Correlation Between Carnegie Clean and WA Kaolin
Can any of the company-specific risk be diversified away by investing in both Carnegie Clean and WA Kaolin at the same time? Although using a correlation coefficient on its own may not help to predict future stock returns, this module helps to understand the diversifiable risk of combining Carnegie Clean and WA Kaolin into the same portfolio, which is an essential part of the fundamental portfolio management process.
By analyzing existing cross correlation between Carnegie Clean Energy and WA Kaolin, you can compare the effects of market volatilities on Carnegie Clean and WA Kaolin and check how they will diversify away market risk if combined in the same portfolio for a given time horizon. You can also utilize pair trading strategies of matching a long position in Carnegie Clean with a short position of WA Kaolin. Check out your portfolio center. Please also check ongoing floating volatility patterns of Carnegie Clean and WA Kaolin.

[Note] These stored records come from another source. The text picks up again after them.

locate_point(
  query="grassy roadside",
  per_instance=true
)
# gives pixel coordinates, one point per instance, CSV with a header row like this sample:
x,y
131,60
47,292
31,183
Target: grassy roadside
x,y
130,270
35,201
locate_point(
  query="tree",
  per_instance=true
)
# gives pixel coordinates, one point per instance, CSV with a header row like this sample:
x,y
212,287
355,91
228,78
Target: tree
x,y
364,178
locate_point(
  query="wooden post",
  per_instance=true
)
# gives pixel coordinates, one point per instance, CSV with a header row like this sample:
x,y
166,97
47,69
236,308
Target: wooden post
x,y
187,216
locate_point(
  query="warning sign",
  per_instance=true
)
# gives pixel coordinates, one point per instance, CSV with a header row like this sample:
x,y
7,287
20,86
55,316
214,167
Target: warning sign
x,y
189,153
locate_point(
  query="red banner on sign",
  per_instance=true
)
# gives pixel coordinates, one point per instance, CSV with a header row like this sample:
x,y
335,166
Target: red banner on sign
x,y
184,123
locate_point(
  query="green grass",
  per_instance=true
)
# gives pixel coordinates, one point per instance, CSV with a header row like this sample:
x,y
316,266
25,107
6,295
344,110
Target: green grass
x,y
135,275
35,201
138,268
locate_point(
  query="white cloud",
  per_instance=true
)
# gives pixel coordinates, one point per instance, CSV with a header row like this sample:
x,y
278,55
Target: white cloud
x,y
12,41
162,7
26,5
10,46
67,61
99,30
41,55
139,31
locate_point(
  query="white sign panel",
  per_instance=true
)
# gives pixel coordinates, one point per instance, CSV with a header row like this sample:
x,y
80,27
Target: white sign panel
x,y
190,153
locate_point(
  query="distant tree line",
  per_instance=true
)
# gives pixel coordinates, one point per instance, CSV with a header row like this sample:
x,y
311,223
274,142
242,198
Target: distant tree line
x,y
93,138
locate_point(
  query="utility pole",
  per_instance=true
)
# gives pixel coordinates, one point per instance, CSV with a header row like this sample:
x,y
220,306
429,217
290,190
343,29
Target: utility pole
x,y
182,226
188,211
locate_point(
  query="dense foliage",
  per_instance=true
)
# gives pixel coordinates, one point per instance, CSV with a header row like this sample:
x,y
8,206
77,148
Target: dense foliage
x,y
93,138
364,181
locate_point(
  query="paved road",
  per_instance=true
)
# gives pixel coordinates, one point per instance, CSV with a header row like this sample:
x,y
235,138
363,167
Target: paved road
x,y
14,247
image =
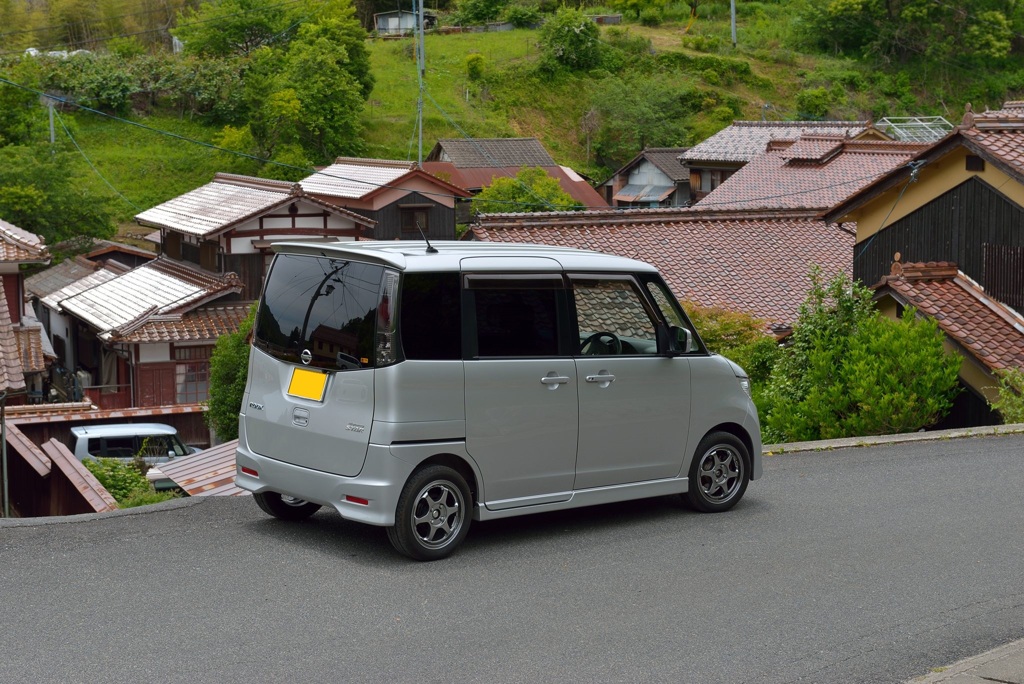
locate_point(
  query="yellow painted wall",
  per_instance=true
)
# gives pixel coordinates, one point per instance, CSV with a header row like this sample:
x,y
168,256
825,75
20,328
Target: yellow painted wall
x,y
937,177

Diversification Opportunities for Carnegie Clean and WA Kaolin
0.2 | Correlation Coefficient |
Modest diversification
The 3 months correlation between Carnegie and WAK is 0.2. Overlapping area represents the amount of risk that can be diversified away by holding Carnegie Clean Energy and WA Kaolin in the same portfolio, assuming nothing else is changed. The correlation between historical prices or returns on WA Kaolin and Carnegie Clean is a relative statistical measure of the degree to which these equity instruments tend to move together. The correlation coefficient measures the extent to which returns on Carnegie Clean Energy are associated (or correlated) with WA Kaolin. Values of the correlation coefficient range from -1 to +1, where. The correlation of zero (0) is possible when the price movement of WA Kaolin has no effect on the direction of Carnegie Clean i.e., Carnegie Clean and WA Kaolin go up and down completely randomly.
Pair Corralation between Carnegie Clean and WA Kaolin
Assuming the 90 days trading horizon Carnegie Clean Energy is expected to under-perform the WA Kaolin. But the stock apears to be less risky and, when comparing its historical volatility, Carnegie Clean Energy is 1.44 times less risky than WA Kaolin. The stock trades about -0.04 of its potential returns per unit of risk. The WA Kaolin is currently generating about -0.02 of returns per unit of risk over similar time horizon. If you would invest 9.60 in WA Kaolin on September 14, 2024 and sell it today you would lose (3.90) from holding WA Kaolin or give up 40.62% of portfolio value over 90 days.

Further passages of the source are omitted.